All Polars conjunction, comparison, and binary operators in the linked documentation are supported and are considered row-by-row.

Even if you are in an aggregation context like .select or .agg, OpenDP enforces that inputs to binary operators are row-by-row.
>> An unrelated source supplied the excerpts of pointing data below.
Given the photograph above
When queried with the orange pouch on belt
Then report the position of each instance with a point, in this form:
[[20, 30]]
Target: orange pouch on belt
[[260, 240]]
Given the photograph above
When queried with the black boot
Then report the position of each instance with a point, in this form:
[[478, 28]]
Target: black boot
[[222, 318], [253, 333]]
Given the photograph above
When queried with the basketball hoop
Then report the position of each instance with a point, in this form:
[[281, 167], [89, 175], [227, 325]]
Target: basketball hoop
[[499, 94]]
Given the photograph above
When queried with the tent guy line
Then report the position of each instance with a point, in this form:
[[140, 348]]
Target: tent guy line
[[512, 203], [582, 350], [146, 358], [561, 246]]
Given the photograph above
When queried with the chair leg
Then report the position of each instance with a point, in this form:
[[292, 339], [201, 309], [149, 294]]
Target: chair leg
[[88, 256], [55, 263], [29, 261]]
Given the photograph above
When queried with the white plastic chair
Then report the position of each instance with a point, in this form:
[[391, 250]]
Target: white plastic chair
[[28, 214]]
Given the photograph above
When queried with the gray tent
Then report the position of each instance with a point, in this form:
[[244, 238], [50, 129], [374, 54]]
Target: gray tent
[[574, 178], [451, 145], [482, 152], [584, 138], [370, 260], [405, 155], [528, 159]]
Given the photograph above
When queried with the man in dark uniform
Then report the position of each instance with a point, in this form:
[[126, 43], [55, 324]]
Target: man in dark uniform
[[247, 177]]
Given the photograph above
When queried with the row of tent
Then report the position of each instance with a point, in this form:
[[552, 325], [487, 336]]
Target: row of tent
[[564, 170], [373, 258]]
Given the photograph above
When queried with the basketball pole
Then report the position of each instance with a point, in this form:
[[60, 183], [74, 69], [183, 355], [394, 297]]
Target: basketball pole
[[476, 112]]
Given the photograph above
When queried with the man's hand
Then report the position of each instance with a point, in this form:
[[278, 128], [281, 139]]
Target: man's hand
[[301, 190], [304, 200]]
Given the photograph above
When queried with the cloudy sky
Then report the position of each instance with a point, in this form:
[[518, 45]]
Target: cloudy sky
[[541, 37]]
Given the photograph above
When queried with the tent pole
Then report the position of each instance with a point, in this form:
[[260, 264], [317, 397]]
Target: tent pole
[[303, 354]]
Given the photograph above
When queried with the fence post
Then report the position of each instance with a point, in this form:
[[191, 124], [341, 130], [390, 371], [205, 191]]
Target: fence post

This is to ensure that the left and right arguments of binary operators have meaningful row alignment.

These operators are particularly useful for building filtering predicates and grouping columns.

[1]:
import polars as pl
import opendp.prelude as dp
dp.enable_features("contrib")
# Fetch and unpack the data.
![ -e ../sample_FR_LFS.csv ] || ( curl 'https://github.com/opendp/dp-test-datasets/blob/main/data/sample_FR_LFS.csv.zip?raw=true' --location --output sample_FR_LFS.csv.zip; unzip sample_FR_LFS.csv.zip -d ../ )

context = dp.Context.compositor(
    # Many columns contain mixtures of strings and numbers and cannot be parsed as floats,
    # so we'll set `ignore_errors` to true to avoid conversion errors.
    data=pl.scan_csv("../sample_FR_LFS.csv", ignore_errors=True),
    privacy_unit=dp.unit_of(contributions=36),
    privacy_loss=dp.loss_of(epsilon=1.0, delta=1e-7),
    split_evenly_over=1,
    margins={(): dp.polars.Margin(max_partition_length=60_000_000 * 36)}
)

query = (
    context.query()
    .filter((pl.col.HWUSUAL > 0) & (pl.col.HWUSUAL != 99))  # using the .gt, .and_ and .ne operators
    .with_columns(OVER_40=pl.col.AGE > 40)
    .group_by("SEX", "OVER_40")
    .agg(dp.len())
)
query.release().collect().sort("SEX", "OVER_40")
[1]:
shape: (4, 3)
SEXOVER_40len
i64boolu32
1false18045
1true22883
2false15838
2true21500